Una borsa di studio per formare un medico dove i medici mancano. Un investimento sul futuro della sanità in Kenya.
In Kenya ci sono circa due medici ogni 10.000 abitanti. In Italia sono circa 42. Una distanza che racconta, meglio di qualsiasi statistica, quanto l’accesso alle cure dipenda ancora dal luogo in cui si nasce. È da questa consapevolezza che nasce la borsa di studio triennale finanziata dalla Fondazione AEM (Gruppo A2A) per uno studente del corso di Medicina e Chirurgia della Pwani University, iniziativa sviluppata insieme all’Università degli Studi di Milano, a World Friends e all’ateneo kenyano con un obiettivo preciso: investire nella formazione di chi potrà rafforzare il sistema sanitario della regione costiera del Paese.

Il contributo, pari a 15.000 euro, coprirà per tre anni le tasse universitarie e parte del materiale didattico necessario al completamento degli studi. Un sostegno che assume un significato particolare perché Pwani University ha avviato il proprio corso di Medicina e Chirurgia soltanto nel 2023 e fino al 2025 è stata l’unica scuola di medicina dell’intera regione costiera del Kenya, un territorio dove l’accesso all’istruzione superiore e ai servizi sanitari è stato storicamente limitato. L’ateneo punta a formare professionisti capaci di operare nelle comunità rurali e più svantaggiate, contribuendo a ridurre la cronica carenza di personale sanitario.

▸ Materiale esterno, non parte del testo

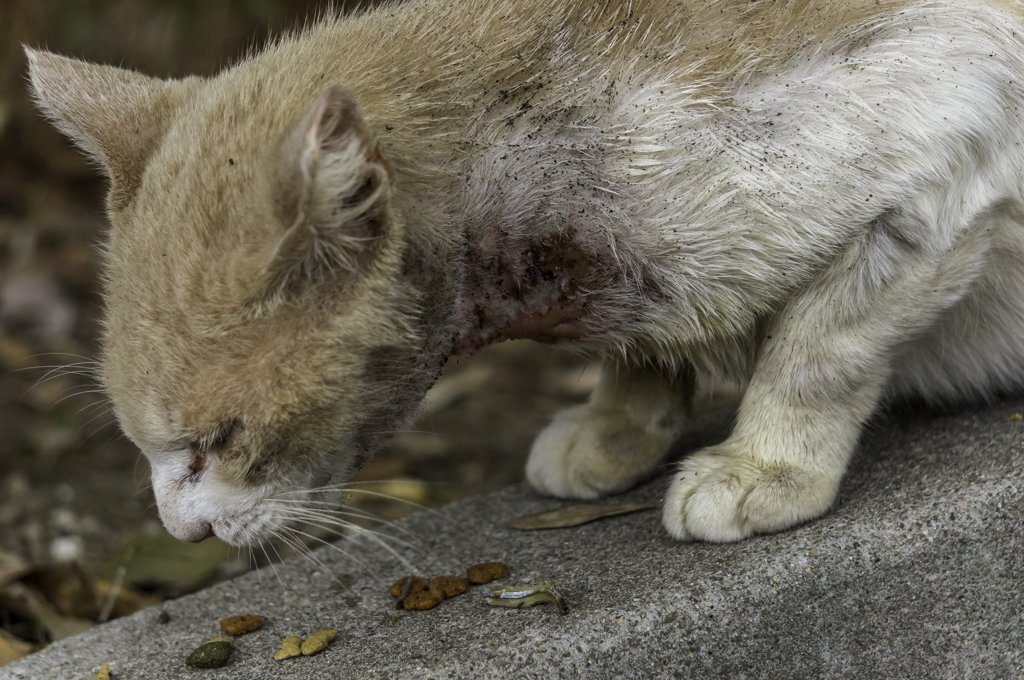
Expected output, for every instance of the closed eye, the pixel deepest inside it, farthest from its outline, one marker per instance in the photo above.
(213, 443)
(218, 439)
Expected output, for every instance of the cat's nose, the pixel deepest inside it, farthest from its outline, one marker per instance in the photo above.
(197, 533)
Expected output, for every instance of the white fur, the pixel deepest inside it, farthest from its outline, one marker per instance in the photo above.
(820, 200)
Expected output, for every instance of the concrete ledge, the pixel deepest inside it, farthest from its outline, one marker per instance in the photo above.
(918, 571)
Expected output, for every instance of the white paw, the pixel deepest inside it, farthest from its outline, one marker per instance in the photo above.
(722, 496)
(587, 453)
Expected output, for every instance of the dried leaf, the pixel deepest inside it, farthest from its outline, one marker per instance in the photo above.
(578, 513)
(11, 648)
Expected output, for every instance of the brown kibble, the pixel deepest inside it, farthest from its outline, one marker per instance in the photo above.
(450, 586)
(290, 646)
(241, 625)
(486, 572)
(419, 585)
(317, 641)
(427, 599)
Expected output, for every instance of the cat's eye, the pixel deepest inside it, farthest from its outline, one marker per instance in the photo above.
(218, 439)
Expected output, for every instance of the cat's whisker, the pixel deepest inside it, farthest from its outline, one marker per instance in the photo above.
(270, 562)
(376, 537)
(337, 549)
(325, 507)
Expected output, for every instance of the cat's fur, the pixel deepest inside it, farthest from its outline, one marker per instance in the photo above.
(820, 199)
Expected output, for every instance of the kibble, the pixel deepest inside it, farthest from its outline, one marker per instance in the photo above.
(241, 625)
(419, 585)
(317, 641)
(450, 586)
(290, 647)
(427, 599)
(211, 654)
(479, 574)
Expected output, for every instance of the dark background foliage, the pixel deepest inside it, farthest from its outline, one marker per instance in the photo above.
(73, 490)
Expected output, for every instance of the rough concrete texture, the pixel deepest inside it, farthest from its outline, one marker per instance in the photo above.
(918, 571)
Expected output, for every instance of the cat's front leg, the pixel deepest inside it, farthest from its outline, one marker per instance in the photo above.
(821, 369)
(797, 428)
(614, 440)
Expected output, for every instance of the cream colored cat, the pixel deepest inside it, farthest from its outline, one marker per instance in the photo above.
(823, 200)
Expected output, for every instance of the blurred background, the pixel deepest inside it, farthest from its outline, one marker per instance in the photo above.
(80, 539)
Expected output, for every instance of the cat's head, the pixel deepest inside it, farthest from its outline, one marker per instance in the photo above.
(256, 326)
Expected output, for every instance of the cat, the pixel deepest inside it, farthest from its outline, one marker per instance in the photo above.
(821, 200)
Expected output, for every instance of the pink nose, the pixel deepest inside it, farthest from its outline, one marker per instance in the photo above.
(194, 533)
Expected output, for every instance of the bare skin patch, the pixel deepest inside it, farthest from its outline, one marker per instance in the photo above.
(545, 289)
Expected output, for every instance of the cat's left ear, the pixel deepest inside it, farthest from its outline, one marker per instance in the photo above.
(332, 185)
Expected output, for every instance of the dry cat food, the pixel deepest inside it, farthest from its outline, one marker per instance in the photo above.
(317, 641)
(211, 654)
(416, 593)
(241, 625)
(290, 646)
(450, 586)
(480, 574)
(428, 599)
(419, 585)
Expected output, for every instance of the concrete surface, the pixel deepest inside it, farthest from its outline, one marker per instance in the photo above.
(916, 572)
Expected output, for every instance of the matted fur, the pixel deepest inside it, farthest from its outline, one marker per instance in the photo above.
(821, 200)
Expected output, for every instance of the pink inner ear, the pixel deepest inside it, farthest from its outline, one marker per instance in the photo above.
(335, 119)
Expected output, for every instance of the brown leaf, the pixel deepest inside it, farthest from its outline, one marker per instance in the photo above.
(11, 648)
(578, 513)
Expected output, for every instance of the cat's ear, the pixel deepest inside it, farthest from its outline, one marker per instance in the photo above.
(119, 117)
(332, 184)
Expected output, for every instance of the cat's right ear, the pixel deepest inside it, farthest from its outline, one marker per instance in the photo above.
(117, 116)
(332, 182)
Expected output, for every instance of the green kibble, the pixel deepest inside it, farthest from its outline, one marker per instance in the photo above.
(211, 654)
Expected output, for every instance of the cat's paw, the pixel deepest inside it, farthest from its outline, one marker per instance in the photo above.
(722, 496)
(587, 453)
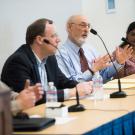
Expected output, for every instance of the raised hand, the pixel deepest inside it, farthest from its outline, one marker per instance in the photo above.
(123, 54)
(101, 63)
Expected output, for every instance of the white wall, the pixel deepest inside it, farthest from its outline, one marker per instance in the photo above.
(111, 27)
(16, 15)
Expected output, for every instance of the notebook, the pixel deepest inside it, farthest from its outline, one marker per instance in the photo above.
(32, 124)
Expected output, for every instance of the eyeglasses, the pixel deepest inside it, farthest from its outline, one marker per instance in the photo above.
(82, 25)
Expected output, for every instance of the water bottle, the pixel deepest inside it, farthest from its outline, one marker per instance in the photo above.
(51, 93)
(98, 86)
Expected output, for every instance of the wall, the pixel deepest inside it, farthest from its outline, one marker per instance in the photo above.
(16, 15)
(111, 27)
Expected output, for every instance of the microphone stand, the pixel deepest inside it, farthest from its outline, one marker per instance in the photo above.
(77, 107)
(120, 93)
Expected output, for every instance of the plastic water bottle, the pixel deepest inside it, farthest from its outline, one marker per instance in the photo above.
(51, 93)
(98, 86)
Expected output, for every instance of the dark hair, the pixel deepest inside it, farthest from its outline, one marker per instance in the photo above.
(131, 27)
(35, 29)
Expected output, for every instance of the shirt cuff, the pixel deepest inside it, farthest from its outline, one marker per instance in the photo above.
(66, 94)
(117, 65)
(16, 106)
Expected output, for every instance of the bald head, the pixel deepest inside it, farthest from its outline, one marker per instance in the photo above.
(77, 18)
(78, 28)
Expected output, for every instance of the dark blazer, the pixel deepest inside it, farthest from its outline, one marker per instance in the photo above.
(22, 65)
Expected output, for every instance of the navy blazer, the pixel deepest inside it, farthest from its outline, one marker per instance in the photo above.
(22, 65)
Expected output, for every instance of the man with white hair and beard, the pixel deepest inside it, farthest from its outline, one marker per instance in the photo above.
(83, 62)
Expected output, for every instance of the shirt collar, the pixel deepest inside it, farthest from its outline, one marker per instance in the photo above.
(73, 46)
(39, 62)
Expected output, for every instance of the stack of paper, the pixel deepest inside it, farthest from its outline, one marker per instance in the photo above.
(125, 84)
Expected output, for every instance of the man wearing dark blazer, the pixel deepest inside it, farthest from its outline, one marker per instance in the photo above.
(35, 61)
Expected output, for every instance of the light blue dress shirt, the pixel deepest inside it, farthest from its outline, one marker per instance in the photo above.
(70, 55)
(43, 76)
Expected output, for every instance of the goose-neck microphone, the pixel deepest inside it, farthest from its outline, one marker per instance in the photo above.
(77, 107)
(119, 93)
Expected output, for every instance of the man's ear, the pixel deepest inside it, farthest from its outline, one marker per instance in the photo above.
(39, 39)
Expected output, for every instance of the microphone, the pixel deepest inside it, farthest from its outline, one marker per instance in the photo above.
(77, 107)
(120, 93)
(126, 41)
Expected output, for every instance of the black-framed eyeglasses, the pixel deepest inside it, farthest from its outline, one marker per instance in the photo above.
(82, 25)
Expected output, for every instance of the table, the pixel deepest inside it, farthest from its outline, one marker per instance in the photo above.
(100, 117)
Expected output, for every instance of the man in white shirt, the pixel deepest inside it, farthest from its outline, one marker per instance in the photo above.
(78, 28)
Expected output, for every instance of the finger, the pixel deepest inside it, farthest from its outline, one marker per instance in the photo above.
(27, 83)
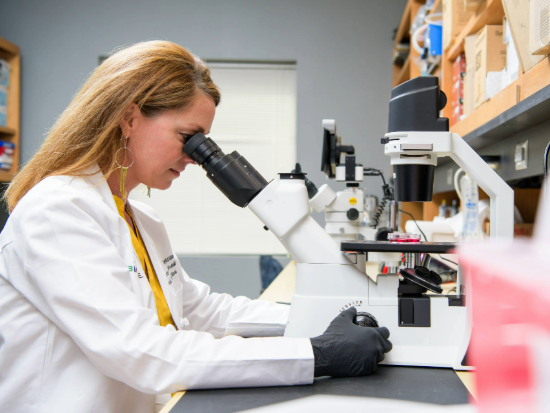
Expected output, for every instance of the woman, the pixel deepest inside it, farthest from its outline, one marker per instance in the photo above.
(96, 313)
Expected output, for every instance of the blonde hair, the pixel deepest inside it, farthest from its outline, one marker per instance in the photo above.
(156, 76)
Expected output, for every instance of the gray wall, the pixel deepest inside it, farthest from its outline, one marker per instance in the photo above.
(231, 274)
(342, 48)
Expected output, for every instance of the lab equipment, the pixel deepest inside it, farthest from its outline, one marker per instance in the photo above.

L’iniziativa è il risultato di una collaborazione che unisce competenze accademiche e cooperazione internazionale. Accanto alla Fondazione AEM hanno lavorato il professor Giovanni Felisati, la professoressa Maria Paola Canevini e il professor Filippo Martinelli Boneschi dell’Università degli Studi di Milano, World Friends e Pwani University. La collaborazione si inserisce in un rapporto consolidato: World Friends opera in Kenya da oltre vent’anni nel rafforzamento dei sistemi sanitari e della formazione del personale medico, mentre dal 2023 ha avviato una collaborazione diretta con Pwani University per sostenere ricerca, formazione e sviluppo delle competenze nella contea di Kilifi.
Per individuare il beneficiario è stato pubblicato un bando interno rivolto agli studenti del terzo anno di Medicina. I candidati dovevano dimostrare risultati accademici, motivazione al servizio della comunità e documentare eventuali difficoltà economiche che potessero compromettere il proseguimento degli studi. Alla selezione hanno partecipato dieci studenti. La valutazione è stata condotta dal Rewards and Sanctions Committee della Scuola di Medicina attraverso un sistema strutturato che ha preso in considerazione merito, motivazione, resilienza, carattere e bisogno economico.
Al termine del percorso è stata selezionata Naomi Kahonzi Mulewa, studentessa del terzo anno di Medicina e Chirurgia. Pur in presenza di candidature con punteggi molto ravvicinati, la decisione finale ha premiato il profilo che meglio rispondeva agli obiettivi della borsa: unire un solido percorso accademico a una forte motivazione verso il servizio delle comunità e a una condizione di comprovata vulnerabilità economica. Nel suo percorso formativo Naomi ha già maturato esperienze di medicina territoriale e attività sanitarie nella contea di Kilifi, dichiarando l’intenzione di contribuire alla riduzione delle disuguaglianze nell’accesso alle cure e di restituire quanto ricevuto attraverso iniziative di outreach e di supporto ai futuri studenti provenienti da contesti svantaggiati.
La proclamazione della vincitrice si è svolta il 7 luglio 2026 alla presenza dei rappresentanti di Pwani University, World Friends e dell’Università degli Studi di Milano. L’erogazione della borsa inizierà con il nuovo anno accademico, previsto per ottobre. Più che il sostegno al percorso di una singola studentessa, l’iniziativa rappresenta un investimento sul futuro della sanità della costa kenyana: formare un medico in un territorio dove i medici sono ancora troppo pochi significa contribuire, nel tempo, a rafforzare l’accesso alle cure per migliaia di persone.